Study of Hydrological Processes for Five Catchments in Puna and Montane Forest Ecosystems in Bolivia Using Data Mining Techniques

Thursday, 9 June 2016
Mauricio Florencio Villazon1, Lina Gabriela Terrazas1,2, Ana Cecilia Escalera1, Pablo Pardo1 and Patrick Willems2, (1)San Simon University, Civil Engineering, Cochabamba, Bolivia, (2)Katholieke Universiteit Leuven, Leuven, Belgium
Abstract:
In this work the hydrological processes of five catchments in Bolivia, two in Puna ecosystem and three catchments in a montane forest area were simulated with model structures identified and calibrated with the VHM approach (Willems, 2014; Willems et al., 2014). The possibility to modify the prefixed structure allowed applying extensions and the use of multi criteria evaluation helped to understand the effect in model performance for different Andean ecosystems.

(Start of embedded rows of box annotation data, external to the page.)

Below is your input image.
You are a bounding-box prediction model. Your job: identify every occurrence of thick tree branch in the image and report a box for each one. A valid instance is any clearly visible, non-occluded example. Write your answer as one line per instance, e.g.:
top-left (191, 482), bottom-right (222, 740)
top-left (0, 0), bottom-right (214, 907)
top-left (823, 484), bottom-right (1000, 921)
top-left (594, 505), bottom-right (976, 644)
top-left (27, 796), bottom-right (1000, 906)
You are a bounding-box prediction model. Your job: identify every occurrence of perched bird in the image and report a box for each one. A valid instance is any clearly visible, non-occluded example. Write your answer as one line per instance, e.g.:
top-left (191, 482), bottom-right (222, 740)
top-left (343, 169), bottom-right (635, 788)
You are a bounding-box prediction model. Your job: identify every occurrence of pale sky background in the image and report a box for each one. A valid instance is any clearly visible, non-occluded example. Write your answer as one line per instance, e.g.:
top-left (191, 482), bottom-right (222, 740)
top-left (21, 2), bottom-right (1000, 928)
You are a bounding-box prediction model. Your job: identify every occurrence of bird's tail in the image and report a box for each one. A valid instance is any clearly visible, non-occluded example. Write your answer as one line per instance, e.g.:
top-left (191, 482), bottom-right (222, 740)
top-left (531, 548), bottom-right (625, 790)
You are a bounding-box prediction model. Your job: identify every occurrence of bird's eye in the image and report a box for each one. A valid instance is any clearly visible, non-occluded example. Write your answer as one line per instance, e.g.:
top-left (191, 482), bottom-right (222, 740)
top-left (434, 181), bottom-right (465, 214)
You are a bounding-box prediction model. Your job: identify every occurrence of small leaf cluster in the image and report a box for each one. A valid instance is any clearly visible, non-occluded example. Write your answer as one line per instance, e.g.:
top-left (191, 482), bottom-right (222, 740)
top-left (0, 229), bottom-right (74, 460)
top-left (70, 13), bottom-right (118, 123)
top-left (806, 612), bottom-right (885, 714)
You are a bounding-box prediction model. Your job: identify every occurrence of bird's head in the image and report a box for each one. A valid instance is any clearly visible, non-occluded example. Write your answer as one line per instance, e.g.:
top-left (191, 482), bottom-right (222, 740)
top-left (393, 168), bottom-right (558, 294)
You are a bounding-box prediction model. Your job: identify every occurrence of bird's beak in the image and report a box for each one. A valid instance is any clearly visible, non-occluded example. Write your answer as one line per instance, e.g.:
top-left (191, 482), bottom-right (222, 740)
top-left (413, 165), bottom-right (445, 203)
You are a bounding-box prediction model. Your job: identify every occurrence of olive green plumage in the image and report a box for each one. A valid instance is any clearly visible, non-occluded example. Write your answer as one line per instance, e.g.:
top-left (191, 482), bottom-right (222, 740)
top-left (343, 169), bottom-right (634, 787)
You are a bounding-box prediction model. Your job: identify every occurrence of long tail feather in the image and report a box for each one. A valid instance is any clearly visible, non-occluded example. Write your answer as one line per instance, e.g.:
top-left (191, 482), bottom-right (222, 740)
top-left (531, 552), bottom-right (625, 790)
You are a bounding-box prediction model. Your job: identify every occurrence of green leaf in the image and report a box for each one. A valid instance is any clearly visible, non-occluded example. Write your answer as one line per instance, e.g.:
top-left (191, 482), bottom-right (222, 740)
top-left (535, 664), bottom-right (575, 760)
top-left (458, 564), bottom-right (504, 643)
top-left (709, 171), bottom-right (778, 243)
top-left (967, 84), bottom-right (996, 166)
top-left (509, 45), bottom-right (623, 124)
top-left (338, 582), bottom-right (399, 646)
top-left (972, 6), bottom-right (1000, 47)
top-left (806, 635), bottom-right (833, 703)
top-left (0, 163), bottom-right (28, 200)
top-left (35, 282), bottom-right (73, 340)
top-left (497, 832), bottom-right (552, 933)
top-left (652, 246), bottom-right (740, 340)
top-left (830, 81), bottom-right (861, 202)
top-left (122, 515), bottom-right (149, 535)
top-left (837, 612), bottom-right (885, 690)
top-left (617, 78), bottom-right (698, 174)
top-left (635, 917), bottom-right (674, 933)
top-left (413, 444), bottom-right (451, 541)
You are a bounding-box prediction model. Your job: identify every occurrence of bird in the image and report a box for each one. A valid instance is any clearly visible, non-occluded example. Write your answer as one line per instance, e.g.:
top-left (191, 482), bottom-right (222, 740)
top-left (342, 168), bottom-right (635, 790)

The two catchments in Puna ecosystem are located in a range of 4400 to 4050 m.a.s.l. and have two years of continuous hourly data of discharge and precipitation, the monitoring activity is done under the IMHEA (Initiative of Hydrological Monitoring of Andean Ecosystems); and the other tree catchments 2900 to 600 m.a.s.l. have 14 years of hourly data series and have been monitoring by the SEARPI. Due to problems of infiltration and siltation of the gauged structure (inline weir) identified during the calibration process, one catchment in Puna ecosystem was discarded.

The most parsimonious calibrated structures could represent cumulative flow and low flows in a good way during the calibration. The extension to overland flow routing included modification of this sub model parameters and application of the kinematic wave approximation, the results were improvement in NSE (Nash & Sutcliffe Efficiency) and peak flow representation. The optimum NSE was 0.64, 0.69 and 0.76 for the montane forest ecosystem and 0.78 for Puna ecosystem. The comparison in parameter estimation let us conclude about the hydrological characteristics of the different ecosystems.

Willems, P., 2014. Parsimonious rainfall–runoff model construction supported by time series processing and validation of hydrological extremes – Part 1: Step-wise model-structure identification and calibration approach. J. Hydrol. 510, 578–590. doi:10.1016/j.jhydrol.2014.01.017

Willems, P., Mora, D., Vansteenkiste, T., Taye, M.T., Van Steenbergen, N., 2014. Parsimonious rainfall-runoff model construction supported by time series processing and validation of hydrological extremes – Part 2: Intercomparison of models and calibration approaches. J. Hydrol. 510, 591–609. doi:10.1016/j.jhydrol.2014.01.028.